The Ukranian players Dmytro Federenko and Kateryna Zavoloka have between them been responsible for the very distinctive Kvitnu label in their home country – both of them musicians and have released stuff as Kotra or Zavoloka, while Kateryna has always executed the imaginative and innovative graphic design and packaging for that label. They’re both in Vienna just now (I think the label continues to operate from that hotbed) and recently teamed up as Cluster Lizard, to release the vinyl LP Edge Of The Universe (LE CABANON RECORDS LECABANONSA001). Both of these musicians profess a fondness for dark, science-fiction dystopias (especially Zavoloka, if her 2017 Syngonia album is a good indicator) and Edge Of The Universe is another great soundtrack for exploring the “outer limits” of the dark galaxies, with its mind-spinning speculations about ‘The End Of Time’ and ‘Afterlife Drift’. It’s as though the edges of the known universe correspond exactly to their notions about life and death – if we sailed over the edge, we would cease to exist (like early conceptions of the flat earth).
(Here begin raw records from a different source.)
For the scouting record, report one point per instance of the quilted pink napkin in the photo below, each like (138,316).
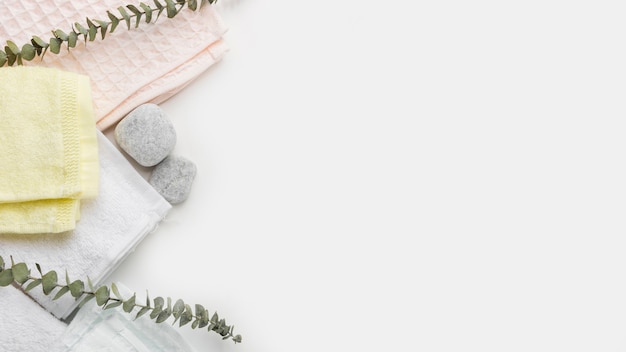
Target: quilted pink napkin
(148,64)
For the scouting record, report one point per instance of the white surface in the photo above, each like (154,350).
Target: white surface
(404,176)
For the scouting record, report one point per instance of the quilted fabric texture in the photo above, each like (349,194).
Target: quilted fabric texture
(129,67)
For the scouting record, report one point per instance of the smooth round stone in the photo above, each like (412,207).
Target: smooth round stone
(173,177)
(146,134)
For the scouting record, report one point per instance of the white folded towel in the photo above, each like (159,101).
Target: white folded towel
(25,326)
(125,211)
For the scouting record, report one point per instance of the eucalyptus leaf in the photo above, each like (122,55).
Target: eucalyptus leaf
(61,35)
(49,281)
(6,277)
(55,45)
(163,316)
(87,298)
(113,305)
(93,30)
(103,27)
(80,28)
(32,284)
(62,291)
(114,20)
(28,52)
(38,42)
(137,14)
(76,288)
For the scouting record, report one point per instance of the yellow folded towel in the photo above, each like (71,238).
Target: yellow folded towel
(49,149)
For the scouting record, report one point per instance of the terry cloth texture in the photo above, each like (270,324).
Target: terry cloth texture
(111,226)
(49,150)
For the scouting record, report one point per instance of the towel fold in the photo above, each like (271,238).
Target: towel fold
(49,151)
(25,326)
(111,225)
(129,67)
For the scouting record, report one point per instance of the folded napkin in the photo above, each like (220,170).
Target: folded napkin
(129,67)
(49,151)
(25,326)
(111,225)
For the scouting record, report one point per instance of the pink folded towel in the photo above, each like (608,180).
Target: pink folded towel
(150,63)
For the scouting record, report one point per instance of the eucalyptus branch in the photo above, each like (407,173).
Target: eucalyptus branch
(159,309)
(14,54)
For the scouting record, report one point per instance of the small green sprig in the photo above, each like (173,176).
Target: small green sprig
(14,54)
(158,309)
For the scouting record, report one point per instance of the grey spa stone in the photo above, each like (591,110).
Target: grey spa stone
(173,177)
(146,134)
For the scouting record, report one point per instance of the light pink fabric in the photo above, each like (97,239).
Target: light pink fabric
(128,67)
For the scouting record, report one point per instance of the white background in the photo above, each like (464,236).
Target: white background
(403,176)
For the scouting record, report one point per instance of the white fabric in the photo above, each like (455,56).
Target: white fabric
(25,326)
(125,211)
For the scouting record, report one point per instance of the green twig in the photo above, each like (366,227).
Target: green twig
(159,309)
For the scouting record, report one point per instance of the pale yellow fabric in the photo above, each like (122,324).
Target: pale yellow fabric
(49,150)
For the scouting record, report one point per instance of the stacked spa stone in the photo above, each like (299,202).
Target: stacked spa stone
(147,135)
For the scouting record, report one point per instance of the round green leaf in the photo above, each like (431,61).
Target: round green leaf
(102,295)
(20,271)
(49,281)
(6,278)
(76,288)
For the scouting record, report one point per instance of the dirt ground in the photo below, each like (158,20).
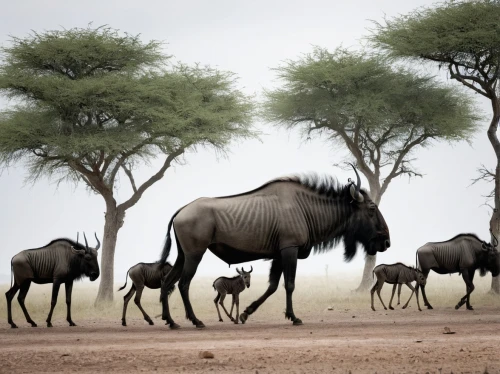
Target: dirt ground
(330,341)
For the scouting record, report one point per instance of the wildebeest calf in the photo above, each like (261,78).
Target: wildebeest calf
(144,275)
(233,286)
(60,261)
(397,274)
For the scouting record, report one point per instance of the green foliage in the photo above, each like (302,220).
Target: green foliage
(464,36)
(378,112)
(92,100)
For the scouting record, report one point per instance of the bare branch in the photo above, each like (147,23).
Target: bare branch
(155,178)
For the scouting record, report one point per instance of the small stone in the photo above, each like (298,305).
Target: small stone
(206,354)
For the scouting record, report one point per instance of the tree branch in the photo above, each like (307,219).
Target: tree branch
(130,177)
(155,178)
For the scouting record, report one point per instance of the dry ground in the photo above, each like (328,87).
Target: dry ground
(349,338)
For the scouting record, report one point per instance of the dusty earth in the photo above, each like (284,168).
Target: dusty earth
(337,341)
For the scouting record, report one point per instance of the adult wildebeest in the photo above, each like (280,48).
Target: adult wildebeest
(464,254)
(233,286)
(397,274)
(281,220)
(144,275)
(60,261)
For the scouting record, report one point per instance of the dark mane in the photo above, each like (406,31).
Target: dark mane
(474,236)
(69,241)
(322,184)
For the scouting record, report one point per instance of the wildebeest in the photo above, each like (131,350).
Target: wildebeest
(233,286)
(60,261)
(282,220)
(396,274)
(463,254)
(143,275)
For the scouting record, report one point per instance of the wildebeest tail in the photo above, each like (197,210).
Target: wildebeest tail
(126,280)
(168,242)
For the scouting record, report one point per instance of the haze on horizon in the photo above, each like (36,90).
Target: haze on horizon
(248,39)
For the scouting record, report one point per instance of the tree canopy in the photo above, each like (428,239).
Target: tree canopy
(463,37)
(380,113)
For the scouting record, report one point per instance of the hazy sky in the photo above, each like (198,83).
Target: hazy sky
(247,38)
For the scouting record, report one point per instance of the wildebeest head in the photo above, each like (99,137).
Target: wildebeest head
(367,225)
(88,256)
(245,275)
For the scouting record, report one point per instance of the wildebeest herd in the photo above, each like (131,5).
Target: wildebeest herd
(282,221)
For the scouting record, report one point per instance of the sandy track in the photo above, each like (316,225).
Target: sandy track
(330,341)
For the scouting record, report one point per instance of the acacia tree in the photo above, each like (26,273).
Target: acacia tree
(464,38)
(93,104)
(380,114)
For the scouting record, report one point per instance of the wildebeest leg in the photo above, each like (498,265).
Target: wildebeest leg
(168,281)
(274,280)
(392,296)
(53,301)
(289,260)
(137,301)
(379,288)
(69,288)
(221,302)
(9,295)
(217,307)
(190,265)
(372,292)
(424,296)
(126,299)
(412,291)
(469,288)
(20,298)
(236,299)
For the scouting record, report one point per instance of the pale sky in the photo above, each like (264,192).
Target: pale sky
(247,38)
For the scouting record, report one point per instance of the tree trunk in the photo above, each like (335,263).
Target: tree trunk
(112,223)
(495,218)
(495,228)
(370,261)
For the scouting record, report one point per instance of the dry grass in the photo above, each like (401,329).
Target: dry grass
(311,294)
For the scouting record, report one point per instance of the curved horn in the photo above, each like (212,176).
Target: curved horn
(98,242)
(355,190)
(86,243)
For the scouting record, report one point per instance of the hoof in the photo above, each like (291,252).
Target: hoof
(243,317)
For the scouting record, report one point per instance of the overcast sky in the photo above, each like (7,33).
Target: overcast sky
(247,38)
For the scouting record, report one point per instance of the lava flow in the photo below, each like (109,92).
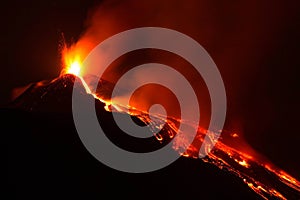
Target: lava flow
(261,176)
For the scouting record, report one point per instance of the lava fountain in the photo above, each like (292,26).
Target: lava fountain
(259,174)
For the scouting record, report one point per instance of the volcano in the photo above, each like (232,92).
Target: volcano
(46,158)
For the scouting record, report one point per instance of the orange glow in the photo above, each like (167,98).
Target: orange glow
(237,161)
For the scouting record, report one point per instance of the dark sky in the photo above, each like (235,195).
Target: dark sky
(267,101)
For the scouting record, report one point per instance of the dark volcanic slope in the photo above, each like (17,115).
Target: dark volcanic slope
(45,158)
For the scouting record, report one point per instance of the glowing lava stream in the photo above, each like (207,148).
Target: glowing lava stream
(262,177)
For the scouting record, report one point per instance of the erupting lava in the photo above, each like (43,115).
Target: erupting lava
(262,177)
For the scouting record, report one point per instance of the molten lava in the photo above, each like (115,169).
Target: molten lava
(262,177)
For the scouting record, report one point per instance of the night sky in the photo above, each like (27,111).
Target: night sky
(262,86)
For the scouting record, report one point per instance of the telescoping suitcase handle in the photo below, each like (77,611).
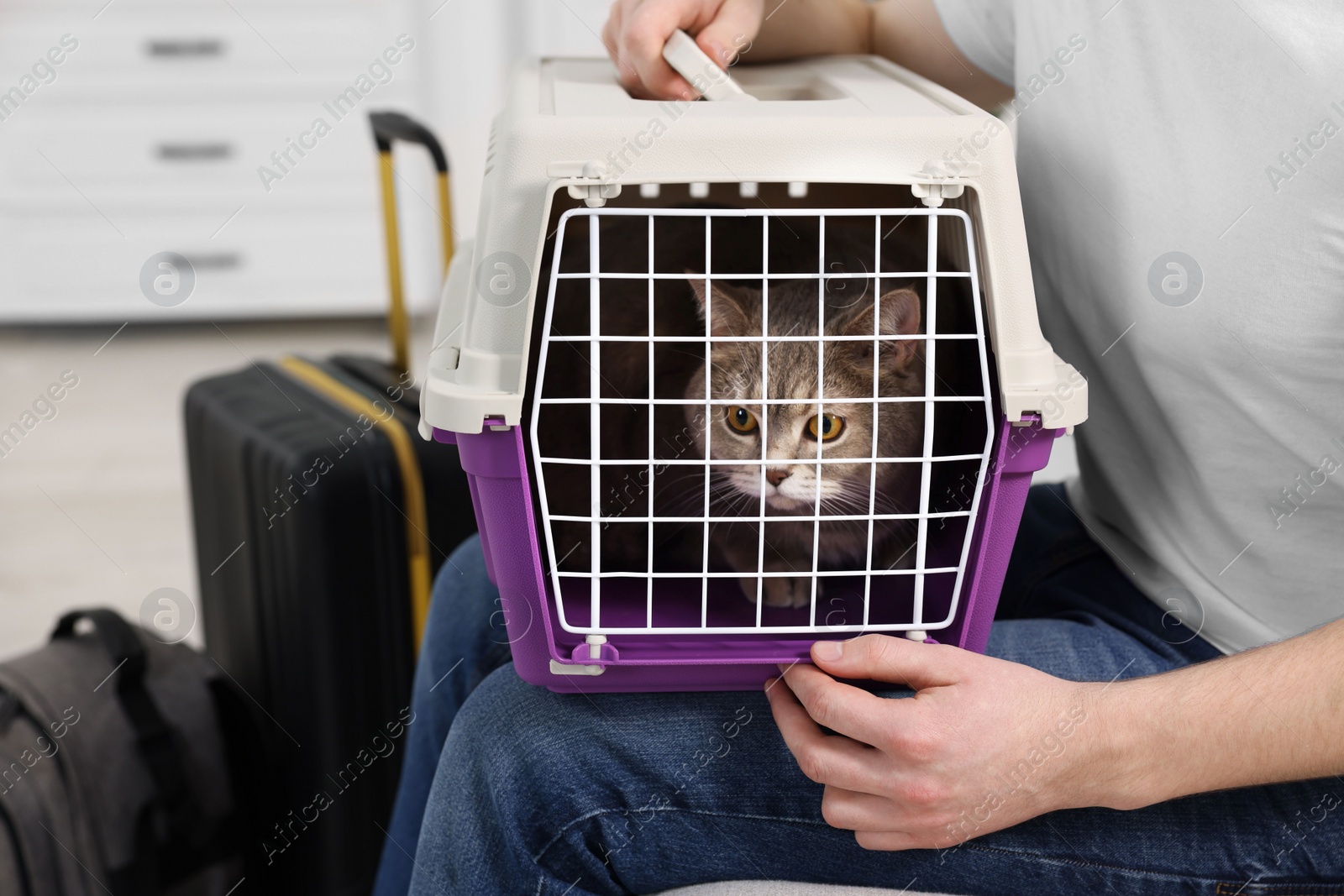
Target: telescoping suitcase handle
(390,127)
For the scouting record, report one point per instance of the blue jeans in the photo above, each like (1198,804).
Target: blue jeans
(512,789)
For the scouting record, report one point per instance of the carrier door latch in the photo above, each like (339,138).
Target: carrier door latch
(593,194)
(593,649)
(938,181)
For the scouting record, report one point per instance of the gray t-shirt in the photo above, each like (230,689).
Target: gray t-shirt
(1213,461)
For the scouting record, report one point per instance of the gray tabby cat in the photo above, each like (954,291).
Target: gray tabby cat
(793,432)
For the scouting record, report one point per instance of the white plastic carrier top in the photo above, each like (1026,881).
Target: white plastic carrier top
(840,120)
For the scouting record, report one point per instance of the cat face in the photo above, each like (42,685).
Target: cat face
(790,430)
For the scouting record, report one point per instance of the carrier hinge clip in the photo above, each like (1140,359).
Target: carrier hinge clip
(598,186)
(938,181)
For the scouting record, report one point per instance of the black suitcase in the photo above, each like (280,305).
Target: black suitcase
(320,519)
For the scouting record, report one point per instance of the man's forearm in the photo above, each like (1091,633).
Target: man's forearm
(1263,716)
(906,31)
(811,29)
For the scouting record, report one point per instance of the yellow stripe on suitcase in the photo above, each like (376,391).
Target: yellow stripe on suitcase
(413,486)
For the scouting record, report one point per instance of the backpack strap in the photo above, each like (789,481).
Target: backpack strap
(155,736)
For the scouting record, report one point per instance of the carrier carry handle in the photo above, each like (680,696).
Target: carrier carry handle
(390,127)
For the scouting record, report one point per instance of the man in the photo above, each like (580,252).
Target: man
(1168,642)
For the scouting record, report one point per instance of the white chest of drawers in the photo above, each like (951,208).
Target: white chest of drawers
(233,132)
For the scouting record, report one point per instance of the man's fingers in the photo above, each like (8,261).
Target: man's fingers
(880,658)
(890,840)
(645,29)
(855,810)
(823,758)
(844,708)
(732,29)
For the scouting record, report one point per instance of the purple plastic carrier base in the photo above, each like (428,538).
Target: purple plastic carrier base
(496,468)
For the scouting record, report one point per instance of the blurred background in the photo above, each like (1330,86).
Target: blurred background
(234,134)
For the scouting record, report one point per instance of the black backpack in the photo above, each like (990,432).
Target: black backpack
(125,768)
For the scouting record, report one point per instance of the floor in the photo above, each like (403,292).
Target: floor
(93,497)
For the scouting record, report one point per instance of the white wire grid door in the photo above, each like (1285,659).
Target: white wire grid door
(601,600)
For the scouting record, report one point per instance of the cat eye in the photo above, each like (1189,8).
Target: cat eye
(743,419)
(826,426)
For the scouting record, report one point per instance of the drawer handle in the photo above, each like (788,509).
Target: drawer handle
(195,152)
(218,261)
(170,49)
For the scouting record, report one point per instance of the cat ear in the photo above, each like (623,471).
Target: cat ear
(898,313)
(725,309)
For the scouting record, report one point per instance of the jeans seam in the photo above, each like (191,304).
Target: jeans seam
(1084,862)
(669,809)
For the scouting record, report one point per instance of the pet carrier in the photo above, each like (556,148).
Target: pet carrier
(672,309)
Though generally pessimistic in its disposition, there is much to enjoy in the flawless execution of these layered synth tones. Today my taste runs to the brooding and tense anti-ambient droners, such as the grim ‘Biomass of Beauty’, while fans of rhythmic Kosmische music will enjoy the more uptempo (but no less stern) tunes with their sequenced beats and breaks. (30/10/2017)
From same label, we have Othello Auburn’s Two-Way Switch (LE CABANON RECORDS LECABANON004. This fellow professes an interest in “the exchange of Earth-Moon-Earth signals” and built his own radio transmitter when aged just 12 years old. All of this is very promising; I was hoping to hear static radio noise remade as art, or speculations about messages from space beaming in to Planet Earth. The record however is simply uncertain electronica doodling with twitchy Techno beats, with little sense of purpose or structure. Sketchy and unfinished, in places even a little irritating. (30/10/2017)
Latest release from the Serein label is Perpetual Journey (SERE014EP) by Strië, a pleasing piece of ambient-electronica-composition from Polish composer Olga Wojciechowska. She favours a lot more “structure” than most performers in this area, forming patterns and suggesting the outlines of melodies with her layers of sound. She’s also not afraid of concision, each piece making its point in a short space of time, and the entire album is only about 30 mins long. Perpetual Journey has an outer-space theme and draws its inspiration from the story of Laika, the first dog in space. Russian cosmonauts are always a popular topic (there’s something weirdly affecting about those early films and photographs; they seem to have arrived from an alternative view of the future), and everyone loves a story involving animals. Strië’s track titles tell the story from ‘Capsule’ to ‘Perpetual Journey’, which is a very compassionate way of telling us that Laika didn’t survive the trip into space; ‘To Never Return Home’ thus has added poignancy, but in Strië’s dream-world, the dog does not die an unhappy death, and is happily orbiting dog-heaven in perpetuity. For some reason I think all of this would have worked as a great song for Kate Bush, if she could write the lyrics for it. However, Strië’s intention is to make some grander philosophical statement about “emotional journeys and strange fates that entangle our lives”. To put it another way, we’re all dogs in space, with little chance of making it back alive. Packaged in cover artwork quite reminiscent of an Alexander Calder mobile from the 1950s. From 20 October 2017.